Having yellow teeth can be embarrassing and make you feel self-conscious about your smile. Fortunately, there are a variety of ways to whiten your teeth and get the perfect white smile you've been dreaming of. From in-office treatments to whitening strips, gels, toothpastes and rinses for use at home, you have plenty of options to choose from. In this article, we'll discuss the different methods of whitening teeth, how long they take to produce visible results, and how to prevent stains from appearing in the first place.
Before starting a whitening program, it's always a good idea to check with your dentist about your stained teeth. There are many factors that can cause teeth to turn yellow, so it's important to identify the cause before beginning any whitening treatment. Whitening toothpaste is one of the most popular methods of whitening teeth. These toothpastes contain mild abrasives that rub your teeth to remove surface stains, but they're gentle enough to be safe.

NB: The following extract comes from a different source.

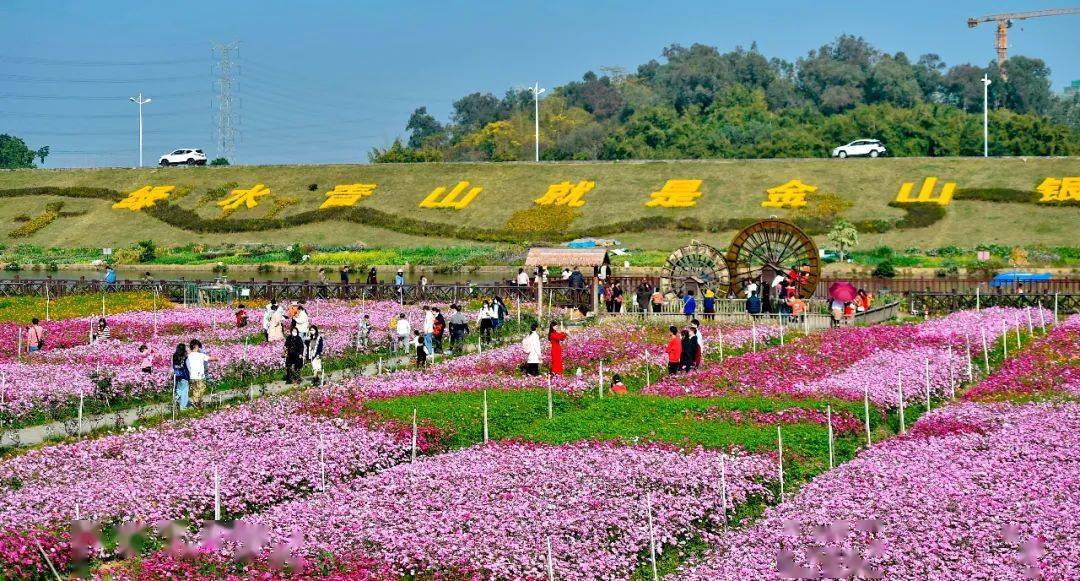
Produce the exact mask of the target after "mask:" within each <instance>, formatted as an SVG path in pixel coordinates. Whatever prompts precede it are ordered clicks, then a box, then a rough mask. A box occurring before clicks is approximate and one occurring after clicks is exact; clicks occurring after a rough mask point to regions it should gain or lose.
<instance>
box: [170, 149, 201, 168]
mask: <svg viewBox="0 0 1080 581" xmlns="http://www.w3.org/2000/svg"><path fill="white" fill-rule="evenodd" d="M158 163H159V164H161V165H179V164H181V163H186V164H188V165H206V154H205V153H203V152H202V149H177V150H176V151H173V152H172V153H165V154H164V156H162V157H161V160H159V161H158Z"/></svg>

For best results, use a certified whitening toothpaste recommended by your dentist and brush twice a day for about two to six weeks. Whitening mouthwash is another option for whitening teeth. This type of mouthwash usually takes about three months to produce visible results. It works by killing bacteria in the mouth and removing surface stains from the teeth.
Whitening strips are also an attractive option for internal treatments that last up to six months. These strips are applied directly to the teeth and contain hydrogen peroxide or carbamide peroxide, which helps remove surface stains from the enamel. Extracting coconut oil is said to remove plaque and bacteria from the mouth, helping to whiten teeth. The water content is believed to clean teeth and gums from plaque and bacteria that cause teeth to turn yellow.

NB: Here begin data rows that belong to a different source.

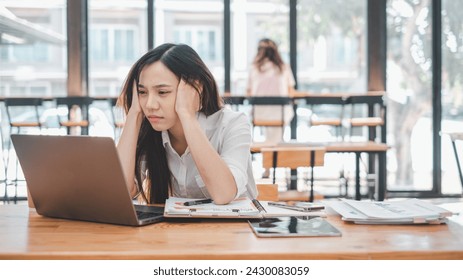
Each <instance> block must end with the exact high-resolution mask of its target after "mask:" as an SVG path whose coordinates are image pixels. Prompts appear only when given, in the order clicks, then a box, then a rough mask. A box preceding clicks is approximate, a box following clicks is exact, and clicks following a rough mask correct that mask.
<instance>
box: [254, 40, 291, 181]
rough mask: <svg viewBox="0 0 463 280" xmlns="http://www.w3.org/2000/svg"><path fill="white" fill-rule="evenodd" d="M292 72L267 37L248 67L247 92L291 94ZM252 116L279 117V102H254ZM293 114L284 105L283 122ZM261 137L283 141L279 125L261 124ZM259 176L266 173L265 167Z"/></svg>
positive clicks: (276, 141)
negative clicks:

Activated charcoal is another popular method for whitening teeth. It works by absorbing plaque and bacteria from the mouth, which helps remove surface stains from the enamel. However, more scientific evidence is needed to investigate the effectiveness of activated charcoal in whitening teeth. If your teeth are sensitive or you want to limit the abrasiveness of charcoal, you can apply it to your teeth with a damp toothbrush instead of using it as a paste.Be careful with home whitening products as they can damage your teeth if used incorrectly or for too long.
If any of the causes of stained teeth have left you dissatisfied with your smile, you have plenty of options for whitening products.The best way to whiten your teeth is to prevent stains before they appear, continue to practice good oral hygiene and have regular dental checkups. Here are some general details about both options to help you make an informed decision about how to whiten your teeth.